We use far more water than we realize, and it's a shame to use drinking water to flush the toilet, do dishes, or simply heat a pot of water to clean up.
Know how to draw water off your hot water heater.
Chance are you have about 40 gallons of potable water sitting in your water heater. A simple spigot makes it easy to refill pitchers and gallon jugs.
Pre-cook your meals.
It's pretty simple to keep food cold for 72 hours with only a cooler or even in the fridge. It takes only minutes to reheat a meal over less-than-stellar heat sources like a grill or woodstove.
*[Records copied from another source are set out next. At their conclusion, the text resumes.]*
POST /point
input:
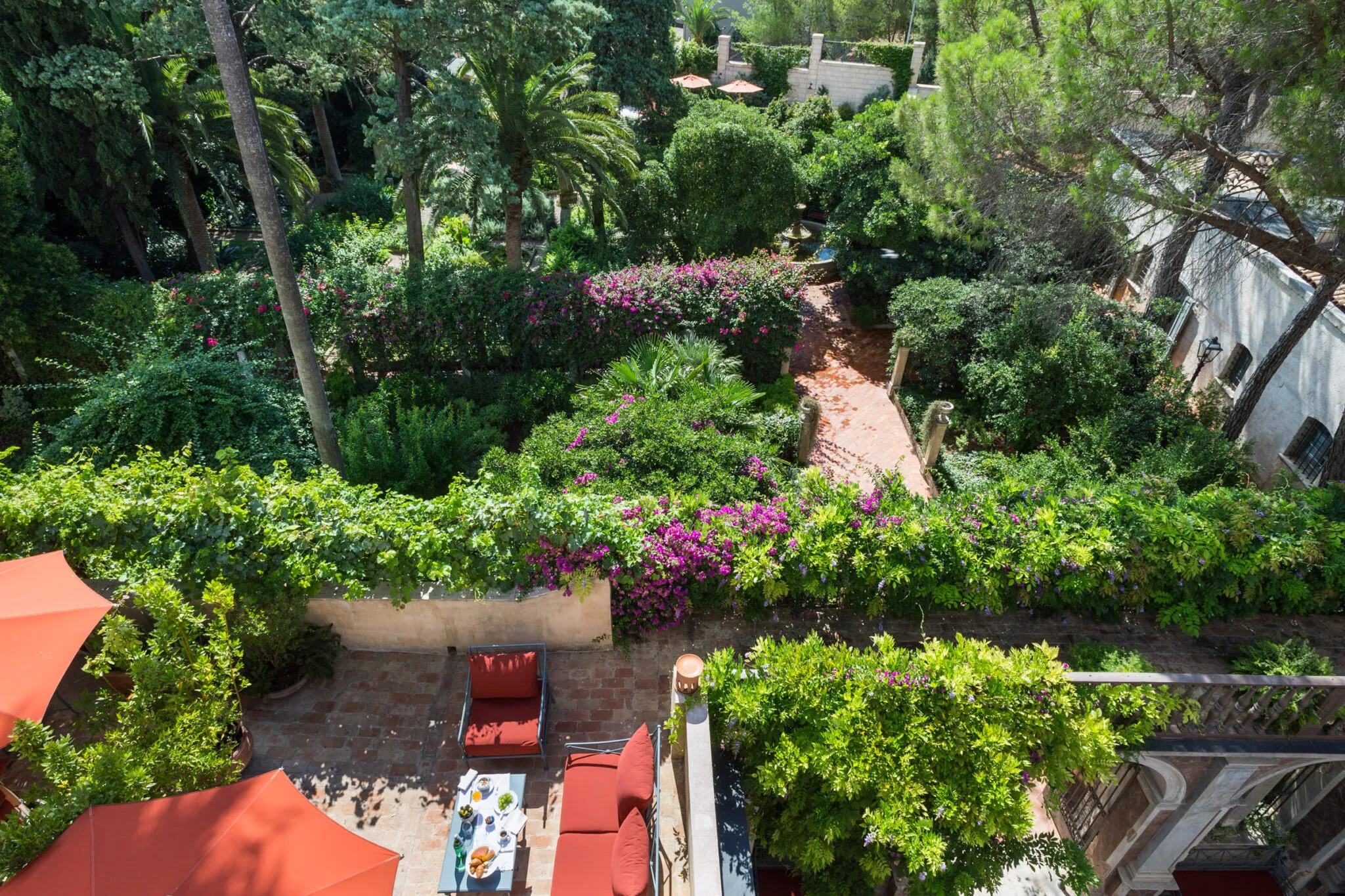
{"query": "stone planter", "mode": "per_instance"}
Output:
(242, 753)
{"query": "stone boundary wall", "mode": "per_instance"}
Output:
(845, 82)
(435, 620)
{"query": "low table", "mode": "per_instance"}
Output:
(451, 880)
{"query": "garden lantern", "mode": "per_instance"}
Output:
(1208, 350)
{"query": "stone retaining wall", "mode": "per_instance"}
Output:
(436, 620)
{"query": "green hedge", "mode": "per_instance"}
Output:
(894, 56)
(1185, 558)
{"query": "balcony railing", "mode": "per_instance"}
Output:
(1243, 706)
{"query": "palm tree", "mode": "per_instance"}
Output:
(188, 128)
(550, 117)
(252, 148)
(703, 19)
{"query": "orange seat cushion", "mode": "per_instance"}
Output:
(631, 857)
(505, 675)
(635, 774)
(583, 865)
(588, 802)
(503, 727)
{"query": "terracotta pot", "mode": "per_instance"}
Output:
(120, 681)
(286, 692)
(688, 672)
(242, 753)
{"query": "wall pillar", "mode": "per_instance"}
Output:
(1188, 825)
(814, 60)
(916, 61)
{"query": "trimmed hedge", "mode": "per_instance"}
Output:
(1185, 558)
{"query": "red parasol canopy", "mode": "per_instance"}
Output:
(740, 86)
(690, 82)
(259, 837)
(46, 613)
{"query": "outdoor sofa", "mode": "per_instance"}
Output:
(609, 819)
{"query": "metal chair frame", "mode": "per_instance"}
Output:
(651, 815)
(546, 699)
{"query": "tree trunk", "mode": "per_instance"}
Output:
(410, 177)
(195, 219)
(1268, 367)
(1235, 114)
(514, 233)
(131, 240)
(324, 139)
(1334, 469)
(599, 219)
(233, 73)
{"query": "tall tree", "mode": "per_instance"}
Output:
(396, 35)
(252, 147)
(549, 117)
(78, 105)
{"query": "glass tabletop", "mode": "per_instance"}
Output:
(454, 880)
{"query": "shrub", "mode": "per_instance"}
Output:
(1064, 354)
(896, 56)
(205, 399)
(648, 446)
(771, 66)
(695, 58)
(174, 734)
(862, 763)
(1292, 657)
(410, 442)
(734, 179)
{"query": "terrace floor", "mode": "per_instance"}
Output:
(376, 747)
(845, 368)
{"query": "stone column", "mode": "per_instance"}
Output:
(916, 61)
(899, 370)
(814, 58)
(1188, 825)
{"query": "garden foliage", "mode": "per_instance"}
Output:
(1102, 550)
(868, 762)
(174, 733)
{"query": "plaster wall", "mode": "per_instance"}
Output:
(1247, 297)
(435, 620)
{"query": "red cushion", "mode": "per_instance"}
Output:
(588, 801)
(635, 774)
(631, 857)
(503, 727)
(505, 675)
(583, 865)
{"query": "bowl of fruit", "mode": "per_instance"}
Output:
(481, 864)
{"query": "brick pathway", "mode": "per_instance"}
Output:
(376, 747)
(845, 368)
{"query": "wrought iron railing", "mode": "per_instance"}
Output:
(1084, 806)
(1243, 706)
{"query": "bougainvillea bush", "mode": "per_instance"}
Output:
(862, 763)
(450, 317)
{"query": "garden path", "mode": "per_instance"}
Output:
(845, 370)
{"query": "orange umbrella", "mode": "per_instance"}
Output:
(46, 613)
(259, 837)
(690, 82)
(740, 86)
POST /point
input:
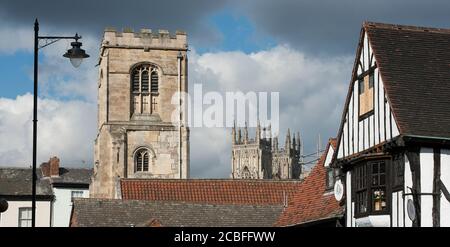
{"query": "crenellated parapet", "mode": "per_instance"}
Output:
(145, 39)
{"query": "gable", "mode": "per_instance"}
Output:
(366, 122)
(415, 67)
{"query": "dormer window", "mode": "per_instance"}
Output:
(370, 187)
(366, 92)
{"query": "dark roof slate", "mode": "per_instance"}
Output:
(17, 182)
(414, 63)
(210, 191)
(73, 176)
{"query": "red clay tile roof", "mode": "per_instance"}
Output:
(312, 202)
(211, 191)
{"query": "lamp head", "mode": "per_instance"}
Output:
(3, 205)
(76, 54)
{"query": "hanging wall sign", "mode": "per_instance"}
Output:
(338, 190)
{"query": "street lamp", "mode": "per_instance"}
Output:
(76, 55)
(3, 205)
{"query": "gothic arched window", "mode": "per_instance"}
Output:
(144, 89)
(141, 160)
(246, 173)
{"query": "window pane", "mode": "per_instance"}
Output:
(145, 165)
(382, 179)
(24, 217)
(145, 104)
(144, 87)
(374, 179)
(154, 82)
(375, 168)
(382, 167)
(379, 200)
(135, 79)
(371, 80)
(139, 162)
(136, 104)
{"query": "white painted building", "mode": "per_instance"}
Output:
(56, 188)
(394, 139)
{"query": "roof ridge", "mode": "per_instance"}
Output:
(214, 179)
(369, 24)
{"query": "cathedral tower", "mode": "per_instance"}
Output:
(261, 158)
(139, 74)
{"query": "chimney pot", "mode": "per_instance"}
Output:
(54, 166)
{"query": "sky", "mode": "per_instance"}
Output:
(302, 49)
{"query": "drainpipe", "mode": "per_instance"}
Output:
(179, 57)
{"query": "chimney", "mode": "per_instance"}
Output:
(45, 169)
(54, 166)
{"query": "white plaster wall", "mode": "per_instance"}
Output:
(394, 209)
(348, 196)
(329, 156)
(445, 178)
(408, 184)
(10, 218)
(63, 205)
(426, 185)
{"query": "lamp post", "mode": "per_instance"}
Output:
(76, 55)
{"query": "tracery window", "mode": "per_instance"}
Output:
(246, 173)
(144, 89)
(370, 187)
(141, 160)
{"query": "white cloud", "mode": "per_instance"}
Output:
(14, 39)
(312, 91)
(65, 129)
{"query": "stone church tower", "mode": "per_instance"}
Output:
(260, 158)
(139, 73)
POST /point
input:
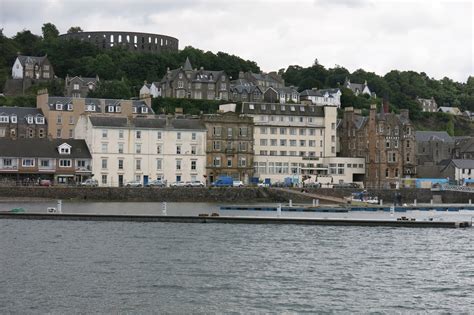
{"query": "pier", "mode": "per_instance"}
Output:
(235, 220)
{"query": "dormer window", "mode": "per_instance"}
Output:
(4, 118)
(39, 120)
(64, 149)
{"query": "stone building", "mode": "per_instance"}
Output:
(428, 104)
(243, 91)
(28, 71)
(22, 123)
(141, 149)
(62, 113)
(299, 141)
(229, 147)
(322, 97)
(385, 140)
(79, 86)
(61, 161)
(432, 148)
(199, 84)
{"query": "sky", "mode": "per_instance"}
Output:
(435, 37)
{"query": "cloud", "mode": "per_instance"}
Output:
(433, 37)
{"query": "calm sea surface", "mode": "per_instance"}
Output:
(108, 267)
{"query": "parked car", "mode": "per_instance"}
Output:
(90, 183)
(134, 183)
(195, 183)
(346, 185)
(237, 183)
(223, 181)
(156, 183)
(45, 182)
(178, 184)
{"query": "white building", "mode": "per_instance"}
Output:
(322, 97)
(127, 149)
(297, 141)
(152, 90)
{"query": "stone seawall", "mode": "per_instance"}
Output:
(227, 195)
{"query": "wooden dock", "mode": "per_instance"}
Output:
(234, 220)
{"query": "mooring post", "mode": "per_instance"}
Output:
(163, 208)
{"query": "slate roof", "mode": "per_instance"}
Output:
(43, 148)
(459, 163)
(157, 122)
(276, 109)
(31, 59)
(423, 136)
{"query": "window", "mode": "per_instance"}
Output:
(216, 161)
(138, 165)
(65, 163)
(28, 162)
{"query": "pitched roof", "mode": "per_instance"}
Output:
(157, 122)
(251, 108)
(423, 136)
(460, 163)
(31, 59)
(43, 148)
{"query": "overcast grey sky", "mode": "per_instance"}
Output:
(431, 36)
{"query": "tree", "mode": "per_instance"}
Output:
(74, 29)
(50, 31)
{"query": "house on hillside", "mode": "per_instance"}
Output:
(428, 104)
(322, 97)
(449, 110)
(78, 86)
(30, 67)
(152, 89)
(186, 82)
(357, 88)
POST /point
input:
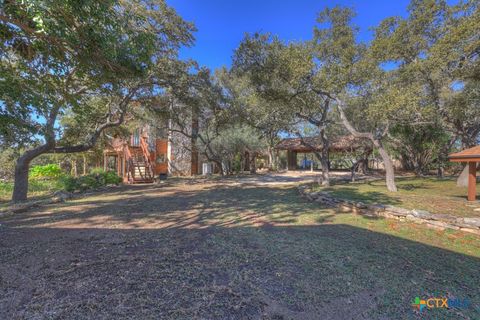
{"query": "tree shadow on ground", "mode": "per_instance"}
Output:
(368, 197)
(217, 251)
(146, 206)
(298, 272)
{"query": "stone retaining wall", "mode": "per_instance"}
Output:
(438, 221)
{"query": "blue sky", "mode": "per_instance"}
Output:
(221, 24)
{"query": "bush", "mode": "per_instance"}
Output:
(96, 178)
(47, 172)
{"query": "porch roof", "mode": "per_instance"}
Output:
(467, 155)
(311, 144)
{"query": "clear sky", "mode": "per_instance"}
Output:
(221, 24)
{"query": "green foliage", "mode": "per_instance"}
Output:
(36, 188)
(97, 178)
(48, 171)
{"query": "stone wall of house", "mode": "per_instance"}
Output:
(433, 220)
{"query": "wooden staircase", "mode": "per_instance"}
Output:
(138, 165)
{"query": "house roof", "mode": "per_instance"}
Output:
(309, 144)
(467, 155)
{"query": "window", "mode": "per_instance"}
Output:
(161, 158)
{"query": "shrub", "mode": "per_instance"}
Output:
(47, 172)
(95, 179)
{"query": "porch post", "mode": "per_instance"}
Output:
(472, 180)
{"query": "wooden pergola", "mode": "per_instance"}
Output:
(471, 157)
(293, 146)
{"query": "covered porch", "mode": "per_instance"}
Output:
(344, 152)
(471, 157)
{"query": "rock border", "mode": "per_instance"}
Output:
(437, 221)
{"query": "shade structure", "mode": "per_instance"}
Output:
(471, 157)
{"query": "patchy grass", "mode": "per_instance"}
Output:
(431, 194)
(220, 250)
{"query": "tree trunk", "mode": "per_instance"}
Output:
(389, 172)
(253, 166)
(324, 159)
(387, 162)
(73, 171)
(20, 186)
(271, 159)
(462, 180)
(84, 164)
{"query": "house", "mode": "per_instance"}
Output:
(151, 153)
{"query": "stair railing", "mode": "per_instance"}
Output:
(146, 156)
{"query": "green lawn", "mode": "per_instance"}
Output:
(227, 251)
(431, 194)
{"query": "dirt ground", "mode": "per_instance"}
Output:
(246, 248)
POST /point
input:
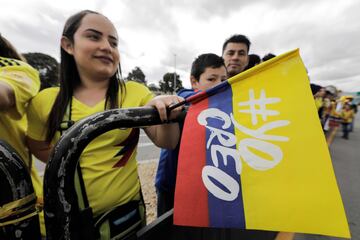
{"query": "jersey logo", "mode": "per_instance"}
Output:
(129, 145)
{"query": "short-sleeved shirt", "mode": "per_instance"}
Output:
(24, 81)
(109, 174)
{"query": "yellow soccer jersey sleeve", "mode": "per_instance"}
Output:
(23, 79)
(38, 113)
(106, 185)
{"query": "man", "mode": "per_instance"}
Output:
(207, 71)
(236, 54)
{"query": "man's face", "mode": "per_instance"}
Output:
(209, 78)
(236, 58)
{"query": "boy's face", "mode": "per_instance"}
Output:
(209, 78)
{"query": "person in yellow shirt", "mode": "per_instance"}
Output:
(90, 82)
(347, 115)
(19, 82)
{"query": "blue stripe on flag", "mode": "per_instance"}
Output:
(228, 214)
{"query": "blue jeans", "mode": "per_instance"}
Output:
(165, 201)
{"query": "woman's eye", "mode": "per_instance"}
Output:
(93, 37)
(113, 44)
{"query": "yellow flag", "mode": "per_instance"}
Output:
(285, 157)
(253, 156)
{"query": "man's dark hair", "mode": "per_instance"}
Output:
(237, 39)
(254, 60)
(268, 56)
(204, 61)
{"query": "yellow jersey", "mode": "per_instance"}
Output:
(109, 178)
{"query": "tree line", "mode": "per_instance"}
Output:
(48, 69)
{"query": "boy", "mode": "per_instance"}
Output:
(207, 71)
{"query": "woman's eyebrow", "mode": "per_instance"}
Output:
(100, 33)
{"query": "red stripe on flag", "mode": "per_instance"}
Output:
(191, 197)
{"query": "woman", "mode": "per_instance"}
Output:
(89, 83)
(19, 82)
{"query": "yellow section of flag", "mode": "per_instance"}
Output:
(287, 179)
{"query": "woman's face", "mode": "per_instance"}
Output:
(95, 48)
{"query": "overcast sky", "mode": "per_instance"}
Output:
(152, 32)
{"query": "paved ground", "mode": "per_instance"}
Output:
(345, 156)
(346, 161)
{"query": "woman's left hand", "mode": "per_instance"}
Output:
(162, 102)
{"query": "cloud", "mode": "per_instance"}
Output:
(151, 32)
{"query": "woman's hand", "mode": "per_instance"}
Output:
(165, 135)
(162, 102)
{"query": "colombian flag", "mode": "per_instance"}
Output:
(253, 156)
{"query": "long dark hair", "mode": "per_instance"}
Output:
(70, 79)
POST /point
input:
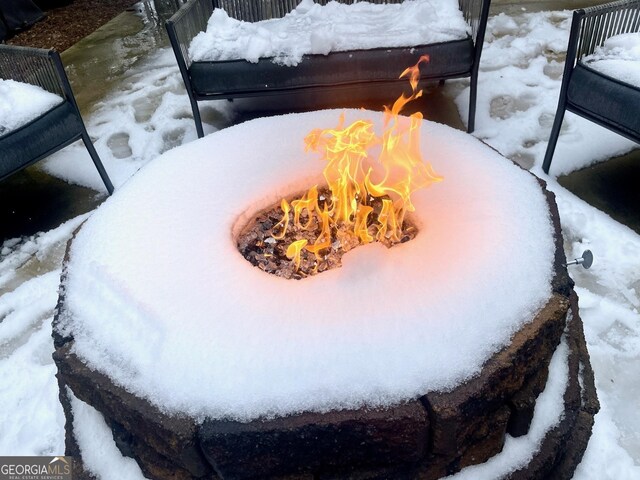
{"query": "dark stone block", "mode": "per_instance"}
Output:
(487, 439)
(456, 416)
(523, 403)
(311, 442)
(153, 434)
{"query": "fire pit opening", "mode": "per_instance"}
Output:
(369, 178)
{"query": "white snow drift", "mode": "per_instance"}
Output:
(315, 29)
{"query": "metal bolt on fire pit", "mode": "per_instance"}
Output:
(586, 260)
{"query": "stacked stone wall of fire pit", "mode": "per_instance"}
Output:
(428, 438)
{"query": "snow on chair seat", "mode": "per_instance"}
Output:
(605, 96)
(55, 126)
(271, 48)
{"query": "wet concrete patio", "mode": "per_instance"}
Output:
(32, 201)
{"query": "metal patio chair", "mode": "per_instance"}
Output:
(53, 129)
(595, 96)
(351, 72)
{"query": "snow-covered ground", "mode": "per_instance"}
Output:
(518, 88)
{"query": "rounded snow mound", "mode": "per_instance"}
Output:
(160, 299)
For this storm I cooked off
- 6 pounds of chicken,
- A ham (this is the most versatile since it can be used at any meal)
- A steak
- A batch of meatballs
- 2 dozen eggs
- Rice pilaf
- Barley pilaf
I have fully stocked the fridge and pantry with canned and fresh fruit and veggies as well. Instant pudding and a bag of chocolates provide a few treats for morale.
Have "comfort" snacks available.
I normally hate the idea of manipulating emotions with food, but favorite snacks, drinks, and a few extra sweets will go a long way during a tense time and can be taken to a shelter if necessary. I like to stock up on cheese sticks, beef jerky, granola bars, graham crackers or celery with peanut butter, fresh fruit, carrot sticks and dip, and nuts. We almost always have Gatorade powder on hand, but Kool-Aid or Mio works well, too. Nothing decompresses tension quite as well as mom yelling "OH, NO!!!! The power's out!!! Quick!!! We NEED to eat ALL of the ice cream before it melts!!!!"
Have all the laundry washed, dried, folded, and put away. Iron a church outfit for each person if there's time.
One time during a hurricane I was already 3 loads behind and then had 4 days worth of laundry before the power was back on. Never again!!!
Fill the car with gas. Check the oil, wiper fluid, etc.
Gas pumps need electricity to run and for payment, and gas prices always rise following a storm. It's a win-win to just fill up.
Bring sleeping bags, pads, and cots into a "safe" common room in case you have to move in the middle of the night. It's no fun to have to search for those items in the dark.
Bring flashlights and batteries to a central location.
Camping headlamps are a great choice since they're hands free. We've tried to purchase flashlights and lamps that use a wide variety of battery sizes. We also have candles and Kerosene lamps.
Have games, books, crafts, and coloring sheets available.
Even teens can get into crafts and coloring if there's no power!
Keep your mood light and upbeat, even if you're tense. Your kids (and animals!) pick up on the fear and tension.
We're optimistic that Sandy won't hit us too hard, but we can manage well for up to a week if the need arises.